Les principaux bénéficiaires de ce début de reconaissance sont jusqu'ici le duo The Creators. Une collaboration avec Lord Finesse, puis avec les Natural Elements et Black Star sur "Another World" ont en effet largement promu les deux compères (Simon Gilbert et Julian Baker) auprès de la nouvelle génération hip hop, et c'est fier de multiples collaborations avec Mos Def, Talib Kweli, Dilated Peoples, Lootpack, Mike Zoot, El da Sensei, Shawn J. Period, Mighty Mi, Consequence et d'autres noms prestigieux qu'ils livrent leur premier album : The Weight.

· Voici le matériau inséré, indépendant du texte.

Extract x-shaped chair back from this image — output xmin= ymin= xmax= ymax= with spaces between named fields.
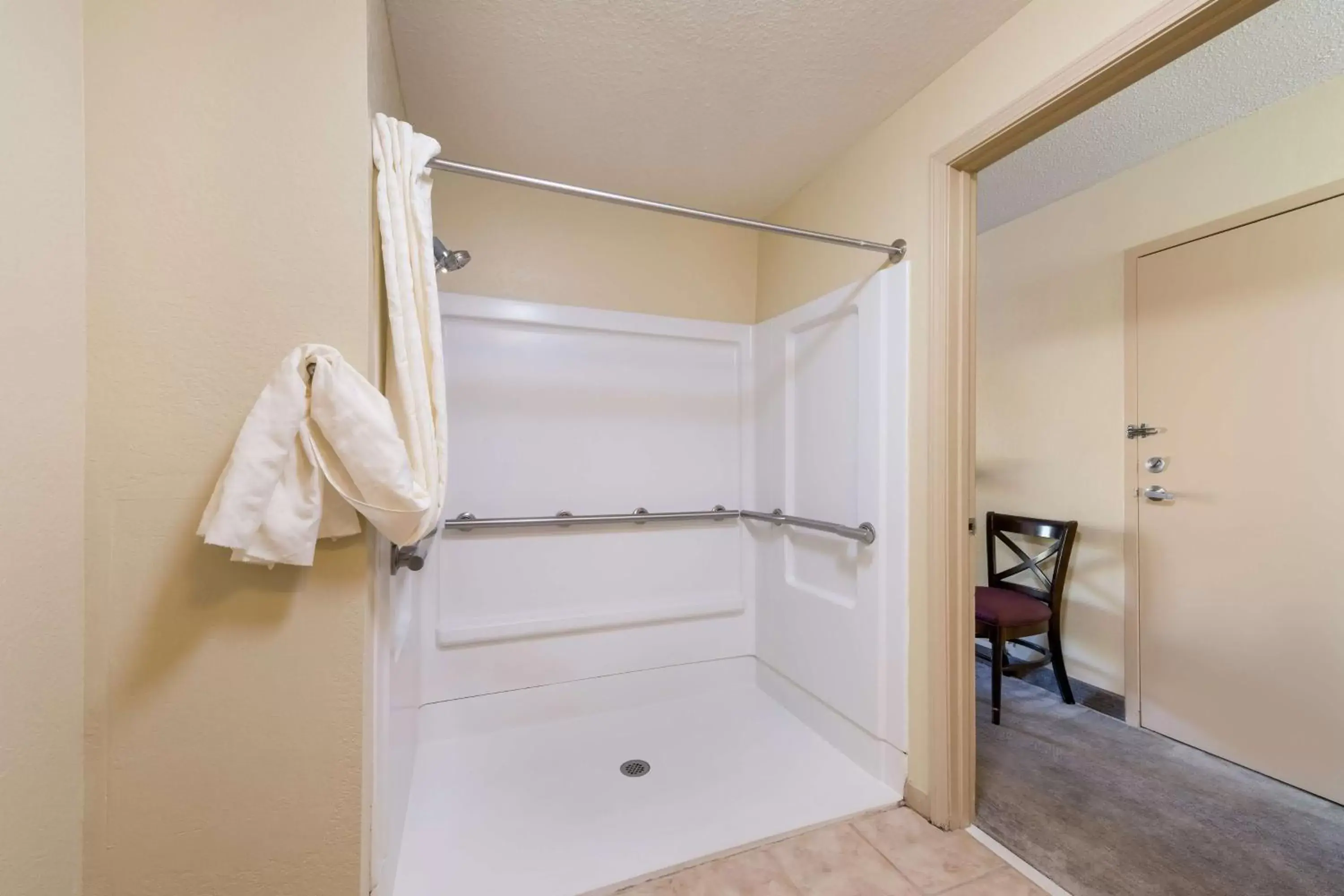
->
xmin=985 ymin=513 xmax=1078 ymax=612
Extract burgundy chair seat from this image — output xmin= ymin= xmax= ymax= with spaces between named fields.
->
xmin=976 ymin=586 xmax=1050 ymax=629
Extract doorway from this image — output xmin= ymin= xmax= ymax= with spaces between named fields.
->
xmin=935 ymin=0 xmax=1344 ymax=896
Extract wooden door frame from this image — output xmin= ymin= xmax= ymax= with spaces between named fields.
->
xmin=925 ymin=0 xmax=1274 ymax=829
xmin=1125 ymin=180 xmax=1344 ymax=727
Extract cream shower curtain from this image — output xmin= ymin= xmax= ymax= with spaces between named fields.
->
xmin=198 ymin=116 xmax=448 ymax=565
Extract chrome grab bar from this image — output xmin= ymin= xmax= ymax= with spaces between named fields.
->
xmin=442 ymin=504 xmax=878 ymax=544
xmin=741 ymin=508 xmax=878 ymax=544
xmin=444 ymin=505 xmax=738 ymax=532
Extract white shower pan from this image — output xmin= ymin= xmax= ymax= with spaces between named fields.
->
xmin=395 ymin=657 xmax=899 ymax=896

L'album démontre que les Creators, pour sûr, maîtrisent leur sujet. Les deux producteurs savent toujours habiller la voix de leurs collaborateurs de sonorités à leur mesure. Une fois passée une intro, "The Mission" réservée au turntablist Mr. Thing, démonstration est faite avec les cloches de "The Music", où El da Sensei (le cousin de Redman, pour info) livre une brillante leçon de emceeing. Ce titre n'est que le premier d'autres petites perles, comme le "Konkrite" de Phil da Agony et son inquiétant clavecin, le piano du "W.A.R." des anglais Tribel et son curieux final façon partie de flipper, le "Street Connexions" de Out da Ville (d'autres anglais), la rythmique étrange de "The Legacy", le single The Hard Margin avec Black Star, le "The Cypher" de Lootpack qui, sans être produit par Mad Lib, produit quand même son petit effet.
Chacune de ces réussites prouve que les Creators ont les trois qualités qui font les bons producteurs : la concision, l'amour du détail, et le goût des ruptures (patent sur "Street Connexions"). Pourtant, il manque quelque chose, tout du moins sur certains titres... Comme si, finalement, bien que personnel et reconnaissable, le son du duo était trop carré, trop adulte, trop académique. L'ennui, en effet, pointe. Sur le "Heart Pound" des Dilated Peoples, pour commencer, puis sur la plupart des titres qui n'ont pas déjà été mentionnés. Un ennui poli, modéré, dans lequel on s'oublie et se complait très facilement. Presque une routine en fait.
Réflexion et écoutes faites, le succès de The Creators auprès de la frange la plus conservatrice du rap indépendant US n'a rien d'étonnant : ces deux derniers, qui refusent d'être catalogués hip hop anglais, restent conventionnels, comparés au grain de folie qui caractérise bien d'autres producteurs britanniques, lesquels ont souvent fait leurs armes avec les musiques électroniques. Cette grande maîtrise a un atout : la musique des Creators est ouvragée avec amour, et sans tâche, constante, solide. Aucun morceau ne prête facilement le flanc à la critique. Incontestable réussite, il est toutefois à parier que The Weight ne sera rien d'autre, dans la postérité, que le meilleur album d'un groupe mineur.